Filosofia, uma dentada de cada vez (59)

O que Descartes disse mais?

René Descartes (1596-1650) queria acabar com todo o cepticismo e construir um corpo de conhecimento do qual não pudesse haver dúvidas. Propôs um método que ironicamente começa com a dúvida. Isto não significa que na realidade ele de facto não duvidasse, mas como forma de procedimento ou método decidiu que em primeiro lugar iria eliminar todas as fontes de dúvida possíveis. É por isso que a intensão de Descartes é conhecida como a “dúvida metódica”.

Quais são as possíveis fontes de dúvida? Descartes nomeou três, que são todas extra-mental (isto é, exteriores à sua própria mente).

A primeira fonte de dúvida são os sentidos. Dizia que não podíamos confiar nos nossos sentidos, porque por vezes éramos enganados pelo que víamos. A esta alegação devemos responder que por vezes, devido a algum defeito nos órgãos físicos, podemos realmente cometer erros de avaliação. No entanto, é mais a excepção do que a regra. Imaginem o que aconteceria se fechássemos os nossos olhos, tapássemos os ouvidos, recusássemos sentir cheiros ou não tocássemos em nada.

A segunda fonte de dúvida é a Fé. Descartes disse que em primeiro lugar poria a Fé de lado de forma a poder construir um inabalável edifício de conhecimento.

A terceira fonte de dúvida era duvidar de tudo o que os pensadores que o antecederam tivessem dito, porque todos eles poderiam estar enganados. Descartes queria começar tudo de novo, com uma folha de papel em branco. E o que nos sobraria depois de duvidarmos de tudo? A certeza de que tínhamos dúvidas. Estou certo de que estou em dúvida. Se eu duvido, então devo estar a pensar. Se eu penso, então (a pessoa que pensa) eu tenho que existir. Cogito, ergo sum! (“Penso, logo existo!”).

E será razoável esta forma de pensar (raciocinar)? Deixem-me apresentar-vos dois contra-argumentos ao método Cartesiano.

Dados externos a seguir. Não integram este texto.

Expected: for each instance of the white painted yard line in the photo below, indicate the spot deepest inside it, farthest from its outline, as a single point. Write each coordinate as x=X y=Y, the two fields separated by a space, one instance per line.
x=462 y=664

Primeiro: Poderei construir um sistema de pensamento que começa com uma dúvida? O facto de que estou em dúvida significa que estou a pensar (se sim, a dúvida pode servir como ponto de partida?). No entanto, já vimos que duvidar significa um julgamento em suspenso, mas pensar implica um julgamento. O acto de duvidar ainda não é um acto de pensamento. Não podemos construir um sistema de pensamento baseado na dúvida. Terei de o construir a partir de julgamentos do intelecto.

Segundo: Poderei construir um sistema de pensamento que comece por duvidar das fontes do meu conhecimento? Cada campo de estudo necessita de uma fonte de dados ou informação com que se possa trabalhar. Biologia, Química, Física, Geologia, Astronomia, Sociologia, Economia, e todas as outras ciências teóricas ou aplicadas necessitam de um suprimento de dados (input) antes de poderem ter resultados (output). O mesmo também é verdade para a Filosofia. A Filosofia necessita de exposição e abertura ao mundo real (ver FILOSOFIA, UMA DENTADA DE CADA VEZ, nº 2). A dúvida metódica tem um efeito oposto: ela fecha a porta à realidade.

E qual a consequência de se fechar a porta à realidade? Esse facto não me dá outra opção senão a de criar coisas (inventar coisas) na minha (nossa) mente. E isso é o princípio da subjectivação em Filosofia. Descartes alegava que duvidar já era pensar. Mas para pensarmos temos que primeiro pensar sobre um objectivo e dados extra-mentais (primeira acção do pensamento) antes de podermos reflectir (segunda acção do pensamento) no nosso pensar – eu tenho que pensar sobre algo, só então eu posso pensar no meu pensamento.

O intelecto é a capacidade de conhecer, mas essa capacidade ou poder é activada ou espoletada por entradas de dados vindos do mundo real. Quando intencionalmente me desligar desse mundo, fico “livre” para criar o meu próprio pequeno mundo, de acordo com as minhas próprias especificações. Muitas vezes sentimos a tentação de formatar o mundo à nossa imagem, de moldá-lo à nossa semelhança. Muitas vezes sentimos o desejo de «ser como Deus (Génesis 3:5)».